The bottom line: you can safely reduce the amount of work that needs to be done, 2 times. To do this, simply turn on the brain. Preliminary estimates are very approximate. The file with the answers to the requests in the end weighs 5 GB, not 100. True, I turned off the redirects “until I found out”, since 301 to another domain I do not need, but from the index to the folder I need to work out, but I will do this later. And in dogonku I give a link to the archive with the final files. If anything, ask the python workers.

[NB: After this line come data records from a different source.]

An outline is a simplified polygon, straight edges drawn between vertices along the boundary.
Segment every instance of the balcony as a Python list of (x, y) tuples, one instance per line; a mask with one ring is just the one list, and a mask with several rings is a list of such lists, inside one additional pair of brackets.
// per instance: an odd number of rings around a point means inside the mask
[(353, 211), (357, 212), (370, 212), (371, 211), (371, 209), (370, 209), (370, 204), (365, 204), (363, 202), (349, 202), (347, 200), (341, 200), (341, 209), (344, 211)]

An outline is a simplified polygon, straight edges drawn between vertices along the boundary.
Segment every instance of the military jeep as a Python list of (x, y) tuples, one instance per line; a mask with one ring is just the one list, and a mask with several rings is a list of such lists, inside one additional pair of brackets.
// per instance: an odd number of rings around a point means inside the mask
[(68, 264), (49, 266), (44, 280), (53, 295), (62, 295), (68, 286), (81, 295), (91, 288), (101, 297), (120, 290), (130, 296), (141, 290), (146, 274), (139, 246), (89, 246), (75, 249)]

Bonus 1 - 91.222.136.77/tmp/us filesBonus 2 - What to look for in the body of useless pages kw_blacklist = {
Bonus 3 - Number of answers of various types (of those 800k)CODE 0 - 207523 (error during timeout request or go to ...)
CODE 200 - 385543
CODE 202 - 1
CODE 204 - 3
CODE 300 - 5
CODE 301 - 77447
CODE 302 - 114727
CODE 303-305
CODE 307 - 180
CODE 400 - 2498
CODE 401 - 1217
CODE 402 - 20
CODE 403 - 14237
CODE 404 - 10475
CODE 405 - 2
CODE 406 - 21
CODE 407 - 1
CODE 409 - 1
CODE 410 - 55
CODE 411 - 2
CODE 418 - 1
CODE 500 - 1807
CODE 501 - 1
CODE 502 - 160
CODE 503 - 965
CODE 504 - 26
CODE 505 - 4
CODE 508 - 1
CODE 509 - 3
CODE 600 - 1
CODE 999 - 1
An important addition - I watched the server logs and was surprised, I was very surprised that with ip 127.0.0.1 there are requests for 80th port. Checked, yes, 127.0.0.1 are referenced by some domains. As well as on 10. *. *. * And other reserved subnets.